Back up for a moment… what exactly is RNAi?
RNA interference (RNAi) is a biological process that uses a cell’s own DNA sequence to silence genes.
The mechanics of this: RNAi uses siRNAs to shut down protein translation by binding to the messenger RNAs that code for those proteins.
- Its potential: This natural process plays a key role in regulating protein synthesis as well as immunity—and may be used to treat diseases previously thought to be untreatable (such as glaucoma and GA, in this instance).
And in the case of City Therapeutics: The company’s siRNA engineering platform is being designed to deliver RNAi-based medicines and treat a broader range of prevalent disease indications.
- Learn more about its approach.
Got it. And how does this play into the B+L partnership?
According to City Therapeutics, the company will “leverage its next-generation RNAi engineering technologies to develop a novel RNAi clinical candidate” with a specific disease target for intravitreal (IVT) administration.
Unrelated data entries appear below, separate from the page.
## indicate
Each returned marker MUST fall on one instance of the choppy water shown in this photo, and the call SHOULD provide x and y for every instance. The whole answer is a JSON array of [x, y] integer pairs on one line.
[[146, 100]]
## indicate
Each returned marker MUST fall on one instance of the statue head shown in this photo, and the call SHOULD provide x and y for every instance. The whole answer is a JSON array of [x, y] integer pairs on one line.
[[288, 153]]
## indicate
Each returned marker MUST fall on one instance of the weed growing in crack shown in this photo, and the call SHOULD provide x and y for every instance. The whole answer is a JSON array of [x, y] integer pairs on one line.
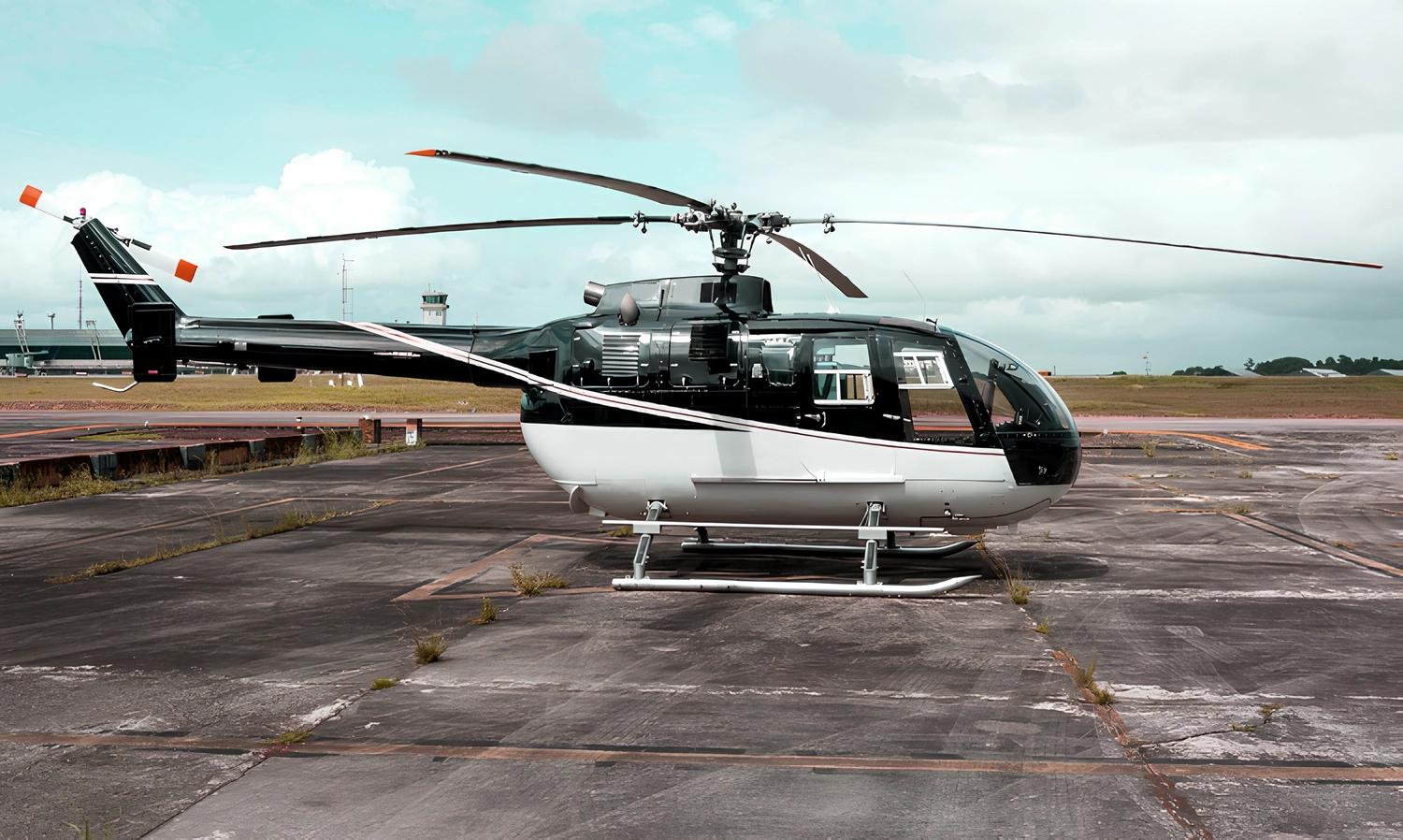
[[289, 736], [529, 584], [428, 646], [487, 615]]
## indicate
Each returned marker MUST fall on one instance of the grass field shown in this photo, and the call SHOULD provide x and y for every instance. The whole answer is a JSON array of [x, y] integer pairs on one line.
[[1135, 396]]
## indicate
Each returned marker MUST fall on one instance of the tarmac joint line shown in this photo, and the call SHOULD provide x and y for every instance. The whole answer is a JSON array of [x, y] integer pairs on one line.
[[623, 755]]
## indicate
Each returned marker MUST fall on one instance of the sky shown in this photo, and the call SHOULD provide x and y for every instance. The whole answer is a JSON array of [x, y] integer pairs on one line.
[[1260, 125]]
B+L’s role: If the company chooses to pursue the candidate for further clinical development, the company will be responsible for:
- Investigational new drug (IND)-enabling studies and clinical development
- Regulatory submissions
- Commercialization
As for City Therapeutics: It would retain all technology and product rights—“except where Bausch + Lomb exercises its right to exclusively license a candidate for ocular indications.”
Any chance there are financial details on this deal?
Yes! Per the collaboration’s terms, City Therapeutics has already received an upfront cash payment.
Pending B+L pursuing a candidate for additional clinical development, the biopharma company would also be “ eligible to receive contingent payments tied to development, regulatory, commercial and sales milestones of up to $485 million, as well as tiered royalty payments on net product sales.”